Rischio nucleare: ecco cosa prevede la bozza del piano di sicurezza

«Riparo al chiuso» e «somministrazione di iodio stabile». È quanto prevede il nuovo Piano nazionale per la gestione delle emergenze radiologiche e nucleari, la cui bozza è stata firmata dal capo della Protezione civile Fabrizio Curcio, e inviata alle Regioni per l’approvazione. Una volta raccolte eventuali integrazioni o modifiche il documento dovrà essere approvato con un dpcm ad hoc. Il nuovo piano, che era già pronto dal 27 gennaio scorso, quindi prima dello scoppio della guerra in Ucraina, viene aggiornato periodicamente. Le misure protettive come il riparo al chiuso o la somministrazione dello iodio stabile si attuano quando un’emergenza dichiarata quale “general emergency“. Ovvero quando il «rilascio di specie radioattive all’esterno dell’impianto» evolve, interessando il territorio nazionale.

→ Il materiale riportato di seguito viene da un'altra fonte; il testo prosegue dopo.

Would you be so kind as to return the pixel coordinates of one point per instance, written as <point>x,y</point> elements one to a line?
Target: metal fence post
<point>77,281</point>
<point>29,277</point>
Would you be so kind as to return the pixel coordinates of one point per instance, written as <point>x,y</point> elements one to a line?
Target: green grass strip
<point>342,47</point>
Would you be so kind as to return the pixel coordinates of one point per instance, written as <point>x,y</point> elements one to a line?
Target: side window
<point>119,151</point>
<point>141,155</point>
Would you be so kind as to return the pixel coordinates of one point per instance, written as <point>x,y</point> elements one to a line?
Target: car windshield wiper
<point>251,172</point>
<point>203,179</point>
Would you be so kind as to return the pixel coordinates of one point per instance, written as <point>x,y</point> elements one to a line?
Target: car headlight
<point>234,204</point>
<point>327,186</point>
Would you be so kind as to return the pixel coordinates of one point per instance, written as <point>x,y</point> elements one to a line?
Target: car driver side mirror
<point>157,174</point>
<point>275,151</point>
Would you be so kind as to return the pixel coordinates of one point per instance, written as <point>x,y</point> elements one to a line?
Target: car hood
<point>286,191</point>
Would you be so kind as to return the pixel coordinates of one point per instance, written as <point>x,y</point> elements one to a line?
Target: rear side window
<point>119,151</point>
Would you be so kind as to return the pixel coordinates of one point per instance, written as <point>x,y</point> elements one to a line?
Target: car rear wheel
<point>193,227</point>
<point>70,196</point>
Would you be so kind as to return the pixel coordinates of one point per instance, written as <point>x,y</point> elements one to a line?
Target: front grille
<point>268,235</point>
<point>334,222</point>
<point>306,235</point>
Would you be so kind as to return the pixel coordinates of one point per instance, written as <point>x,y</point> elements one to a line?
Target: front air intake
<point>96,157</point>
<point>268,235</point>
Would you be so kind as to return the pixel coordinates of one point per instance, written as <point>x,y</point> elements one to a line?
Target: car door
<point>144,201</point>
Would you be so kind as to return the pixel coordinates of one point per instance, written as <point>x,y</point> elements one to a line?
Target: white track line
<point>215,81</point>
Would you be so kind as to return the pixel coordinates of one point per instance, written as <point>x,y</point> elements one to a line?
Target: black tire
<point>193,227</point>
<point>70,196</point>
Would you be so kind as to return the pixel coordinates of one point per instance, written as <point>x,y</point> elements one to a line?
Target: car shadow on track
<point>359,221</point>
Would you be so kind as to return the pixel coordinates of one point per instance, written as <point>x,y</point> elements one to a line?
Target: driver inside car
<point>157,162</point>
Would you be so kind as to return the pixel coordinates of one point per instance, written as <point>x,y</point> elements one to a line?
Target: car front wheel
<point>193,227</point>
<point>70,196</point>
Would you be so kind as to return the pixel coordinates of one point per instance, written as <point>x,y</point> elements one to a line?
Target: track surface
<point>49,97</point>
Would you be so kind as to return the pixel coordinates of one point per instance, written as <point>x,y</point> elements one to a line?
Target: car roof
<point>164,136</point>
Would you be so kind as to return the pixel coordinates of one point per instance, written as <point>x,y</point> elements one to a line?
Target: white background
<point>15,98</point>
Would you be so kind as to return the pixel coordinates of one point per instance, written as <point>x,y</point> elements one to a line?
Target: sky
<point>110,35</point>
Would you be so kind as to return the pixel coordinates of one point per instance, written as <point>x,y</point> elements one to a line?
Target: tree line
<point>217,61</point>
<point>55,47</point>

I tre scenari legati a un incidente all’estero e le “tre fasi operative”

Il Piano considera tre scenari legati a un incidente all’estero: il caso di incidente a un impianto posto entro i 200 km dai confini nazionali (che riguarderebbe le centrali nucleari presenti in Francia, Germania, Svizzera e Slovenia). Quello relativo a un impianto posto oltre i 200 km dai confini nazionali. E, infine, l’eventualità di un incidente a un impianto extraeuropeo. ”In caso di incidente a una centrale nucleare posta entro 200 km dai confini nazionali, il Piano nazionale per la gestione delle emergenze radiologiche e nucleari prevede l’attivazione di tre fasi operative: ”fase di attenzione”. ”Fase di preallarme”. E ”fase di allarme”. La fase operativa di allarme è dichiarata dal Dipartimento di Protezione Civile a seguito della valutazione dell’evento effettuata in collaborazione con Isin.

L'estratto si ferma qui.